All Lu-Hf analyses were made in the Isotope Geochemistry Laboratory at Ouro Preto Federal University. Zircon Lu-Hf analyses were made at the same points dated by U-Pb. A Photon-Machine Laser Ablation system (ArF excimer laser 193 nm) coupled to a Neptune MC-ICP-MS was used to measure the Lu, Yb, and Hf isotopic signatures of the zircons. BB (Supplementary Material SA), Gj1 (Supplementary Material SB), and Plesovice (Supplementary Material SC) were the standards used in the Hf analyses.
The following calculations were applied to Lu-Hf analyses: 176Yb/177Hf = (176Yb/173Yb) true × (173Yb/177Hf) meas × (M173(Yb)/M177(Hf))b(Hf), b(Hf) = ln(179Hf/177Hf true/179Hf/177Hf measured)/ln (M179(Hf)/M177(Hf)), M = mass of respective isotope. The 176Lu/177Hf were calculated in a similar way by using the 175Lu/177Hf and b(Yb). The mean Hf signal is in volts. Uncertainties are quadratic additions of the within-run precision and the daily reproducibility of the 40ppb-JMC475 solution. Uncertainties for the JMC475 are quoted at 2SD (2 standard deviations).
The 176Hf/177Hf initial ratios and ƐHf were calculated using the 207Pb/206Pb apparent age determined by LA-SF-ICP-MS. The CHUR parameters are 176Lu/177Hf = 0.0336 and 176Hf/177Hf = 0.282785 [37]. The 176Lu decay constant is 1.867 × 10–11 year−1 from [38]. The following constants were used to calculate TDM values: avg. MORB [39], BLIC TDM [40], and NC TDM [41].

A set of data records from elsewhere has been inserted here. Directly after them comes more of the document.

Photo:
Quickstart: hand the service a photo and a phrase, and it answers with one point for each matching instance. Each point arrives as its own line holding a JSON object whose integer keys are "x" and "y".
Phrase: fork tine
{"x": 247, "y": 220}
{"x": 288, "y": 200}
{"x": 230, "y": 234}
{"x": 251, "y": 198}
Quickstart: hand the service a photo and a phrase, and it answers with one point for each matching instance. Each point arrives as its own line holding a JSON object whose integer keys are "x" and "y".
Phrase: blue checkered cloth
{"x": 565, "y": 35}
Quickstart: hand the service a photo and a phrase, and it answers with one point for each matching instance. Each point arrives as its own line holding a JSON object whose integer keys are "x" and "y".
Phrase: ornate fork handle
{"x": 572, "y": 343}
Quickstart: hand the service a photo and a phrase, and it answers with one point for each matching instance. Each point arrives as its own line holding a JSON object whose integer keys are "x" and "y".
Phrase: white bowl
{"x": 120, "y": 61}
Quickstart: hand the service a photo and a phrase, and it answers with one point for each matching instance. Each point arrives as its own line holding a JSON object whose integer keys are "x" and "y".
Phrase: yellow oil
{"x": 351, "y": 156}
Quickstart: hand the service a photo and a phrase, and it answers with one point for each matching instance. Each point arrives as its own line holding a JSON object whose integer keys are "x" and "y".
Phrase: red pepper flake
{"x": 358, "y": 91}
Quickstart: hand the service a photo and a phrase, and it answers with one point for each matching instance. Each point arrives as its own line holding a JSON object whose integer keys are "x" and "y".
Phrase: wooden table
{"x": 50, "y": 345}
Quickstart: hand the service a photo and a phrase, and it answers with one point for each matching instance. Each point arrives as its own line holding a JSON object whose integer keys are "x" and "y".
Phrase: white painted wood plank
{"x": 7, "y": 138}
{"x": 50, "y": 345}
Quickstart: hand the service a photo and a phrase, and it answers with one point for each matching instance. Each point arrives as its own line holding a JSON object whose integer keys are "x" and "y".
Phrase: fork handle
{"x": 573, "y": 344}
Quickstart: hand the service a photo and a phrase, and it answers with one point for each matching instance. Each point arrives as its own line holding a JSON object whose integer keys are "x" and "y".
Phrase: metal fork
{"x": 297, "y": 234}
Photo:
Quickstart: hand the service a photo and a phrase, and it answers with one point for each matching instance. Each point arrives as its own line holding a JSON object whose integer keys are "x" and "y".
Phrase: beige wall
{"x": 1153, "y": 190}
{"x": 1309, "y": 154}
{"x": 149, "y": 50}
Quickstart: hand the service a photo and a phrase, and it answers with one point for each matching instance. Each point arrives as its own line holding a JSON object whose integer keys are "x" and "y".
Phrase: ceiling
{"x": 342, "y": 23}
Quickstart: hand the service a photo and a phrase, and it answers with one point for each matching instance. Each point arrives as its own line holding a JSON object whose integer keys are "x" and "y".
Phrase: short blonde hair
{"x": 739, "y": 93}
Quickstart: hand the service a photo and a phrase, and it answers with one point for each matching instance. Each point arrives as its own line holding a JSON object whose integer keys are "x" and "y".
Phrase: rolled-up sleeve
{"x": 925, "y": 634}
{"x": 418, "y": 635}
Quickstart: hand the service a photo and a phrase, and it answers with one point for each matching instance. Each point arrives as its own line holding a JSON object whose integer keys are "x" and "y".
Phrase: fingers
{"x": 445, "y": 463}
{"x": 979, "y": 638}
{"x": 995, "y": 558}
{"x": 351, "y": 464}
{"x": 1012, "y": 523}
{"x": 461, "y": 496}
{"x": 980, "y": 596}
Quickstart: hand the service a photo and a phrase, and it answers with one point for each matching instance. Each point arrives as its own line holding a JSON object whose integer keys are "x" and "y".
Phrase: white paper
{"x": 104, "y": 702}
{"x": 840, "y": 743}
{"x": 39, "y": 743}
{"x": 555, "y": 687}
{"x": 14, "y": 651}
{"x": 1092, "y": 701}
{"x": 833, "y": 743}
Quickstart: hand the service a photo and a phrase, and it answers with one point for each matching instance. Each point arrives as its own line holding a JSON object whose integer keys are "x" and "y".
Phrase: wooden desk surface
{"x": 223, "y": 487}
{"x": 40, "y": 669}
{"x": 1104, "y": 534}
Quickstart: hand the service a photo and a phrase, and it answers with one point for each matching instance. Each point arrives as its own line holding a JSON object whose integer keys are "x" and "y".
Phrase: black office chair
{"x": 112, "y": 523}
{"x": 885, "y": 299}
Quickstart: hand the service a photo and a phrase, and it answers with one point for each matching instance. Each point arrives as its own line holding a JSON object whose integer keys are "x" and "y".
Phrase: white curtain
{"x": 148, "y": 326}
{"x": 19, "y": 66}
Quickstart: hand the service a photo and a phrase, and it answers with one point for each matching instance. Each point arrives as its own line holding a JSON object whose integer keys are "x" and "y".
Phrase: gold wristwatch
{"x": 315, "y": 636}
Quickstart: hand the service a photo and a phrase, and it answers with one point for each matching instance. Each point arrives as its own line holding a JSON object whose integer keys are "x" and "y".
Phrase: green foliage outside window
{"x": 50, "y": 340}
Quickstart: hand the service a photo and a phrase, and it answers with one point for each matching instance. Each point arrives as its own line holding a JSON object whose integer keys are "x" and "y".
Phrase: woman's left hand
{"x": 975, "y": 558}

4. Soarinho Rocks Petrography
4.1. Quartz Syenite
Syenite quartz has a porphyritic texture with a fine- to medium-grained matrix and two types of phenocrysts: rounded orthoclase phenocrysts and plagioclase laths (Figure 3). The matrix consists of quartz, biotite, clinopyroxene, amphibole, opaque minerals (mainly magnetite), titanite, apatite and zircon. Orthoclase is the main mineral, has inclusions of quartz, opaque minerals, and zircon, and makes up about 68% of the modal composition. Plagioclase has compositional zoning as its main characteristic and makes up about 11% of the modal. Quartz is xenomorphic and represents approximately 6% of the modal composition. Biotite often occurs in tabular form and corresponds to 6% of the modal composition. Amphibole (5%) and clinopyroxene (1%) occur in anhedral granular form. Magnetite is xenomorphic and often rounded.
4.2. Monzonite
They are medium- to coarse-grained rocks composed of plagioclase, orthoclase, quartz, clinopyroxene, biotite, amphibole, apatite, opaque minerals (mainly magnetite), and zircon (Figure 4). Plagioclase is the main mineral of the rock; it comes in the form of laths and makes up about 45% of the modal composition. Orthoclase is granular and xenomorphic and corresponds to approximately 35% of the modal composition. The rock’s main mafic mineral is biotite, which is primarily xenomorphic and corresponds to about 12% of the modal composition. Clinopyroxene (augite) is round and granular and makes up about 3% of the modal composition. Amphibole (hornblende) is xenomorphic and is present in about 3% of the rock composition. Quartz has a granophyric texture, which represents only 2% of the modal composition.
4.3. Alkali-Feldspar Syenite
They are equigranular rocks, medium to coarse-grained, and light gray in color (Figure 5). The main mineral is orthoclase, which makes up about 90% of the rock, and has a granular habit and perthitic texture. Amphibole has a granular habit. Opaque minerals are xenomorphic and are associated with amphiboles.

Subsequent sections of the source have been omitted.